I do not get it, I am running:

args=(
    --interactive
    --tty
    --rm
    --device /dev/kvm
    --volume "${PWD}:/data:z"
    --workdir /data
)
podman run "${args[@]}" docker.io/nixos/nix:latest

nix --extra-experimental-features "flakes nix-command" build .#nixosConfigurations.qcow2.config.system.build.qcow2 --print-build-logs

and exactly the same flake.nix that you posted.

I have been running in this way in the last 8 months almost daily.

phaer commented 3 days ago

Ah, you are running this in a docker container and passing through /dev/kvm from a, presumably non-nixos, host?

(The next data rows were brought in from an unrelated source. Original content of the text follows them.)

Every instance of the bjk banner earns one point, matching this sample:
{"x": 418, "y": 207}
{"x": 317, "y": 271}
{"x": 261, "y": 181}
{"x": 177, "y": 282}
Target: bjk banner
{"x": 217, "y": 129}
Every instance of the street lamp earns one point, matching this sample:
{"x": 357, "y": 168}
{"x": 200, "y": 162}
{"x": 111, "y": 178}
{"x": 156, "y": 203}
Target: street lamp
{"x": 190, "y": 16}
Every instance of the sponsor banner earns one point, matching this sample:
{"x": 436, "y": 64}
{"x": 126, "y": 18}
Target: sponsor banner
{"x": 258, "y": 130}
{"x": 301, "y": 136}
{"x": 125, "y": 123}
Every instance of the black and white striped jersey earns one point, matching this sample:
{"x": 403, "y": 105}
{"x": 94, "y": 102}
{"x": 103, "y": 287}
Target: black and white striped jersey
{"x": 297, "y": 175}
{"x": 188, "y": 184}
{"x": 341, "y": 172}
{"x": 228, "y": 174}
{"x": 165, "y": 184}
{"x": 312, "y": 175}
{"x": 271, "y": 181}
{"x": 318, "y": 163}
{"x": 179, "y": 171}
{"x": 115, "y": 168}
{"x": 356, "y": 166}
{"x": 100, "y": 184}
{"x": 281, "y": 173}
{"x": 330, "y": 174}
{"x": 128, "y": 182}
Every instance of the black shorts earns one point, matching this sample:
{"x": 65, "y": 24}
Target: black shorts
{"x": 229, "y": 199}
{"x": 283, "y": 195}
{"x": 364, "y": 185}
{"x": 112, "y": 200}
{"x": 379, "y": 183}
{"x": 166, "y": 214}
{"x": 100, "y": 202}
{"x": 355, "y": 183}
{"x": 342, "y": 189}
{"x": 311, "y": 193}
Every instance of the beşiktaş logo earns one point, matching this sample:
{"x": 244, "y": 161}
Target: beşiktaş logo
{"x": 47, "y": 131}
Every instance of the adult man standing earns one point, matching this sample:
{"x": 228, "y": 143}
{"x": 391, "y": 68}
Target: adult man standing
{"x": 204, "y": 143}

I am running this on a nixos-unstable host with the same kernel as inside the vm.

That of course should not make a difference, but I think it's notable and think you might have to bisect this to find out where exactly it started to fail. Could also check whether the same setup works with eg a non-efi image with as many default settings as possible.

Anyway, I don't think I can help here. Feel free to ping me again if it turns out that my option changes was the culprit after all, but I am unsubscribing here for now.

yellowhat commented 3 days ago

Thanks

The host itself is also nixos-unstable.

yellowhat commented 3 days ago

After running git bisect, the culprit is https://github.com/NixOS/nixpkgs/commit/97ed6b4565e76286062e6942517a71ae4c9cac72

@Ma27

Ma27 commented 2 days ago

Yeah I see why this fails, NIX_BUILD_TOP isn't /build and I guess I shouldn't have used /build in the first place. Will prepare a patch.

Ma27 commented 2 days ago

Actually, https://github.com/NixOS/nixpkgs/pull/360413 should be a potential fix.

yellowhat commented 2 days ago

Using:

{
  inputs = {
    nixpkgs.url = "github:wolfgangwalther/nixpkgs/structured-attrs-run-in-vm";
  };
...

fixes the error.

Thanks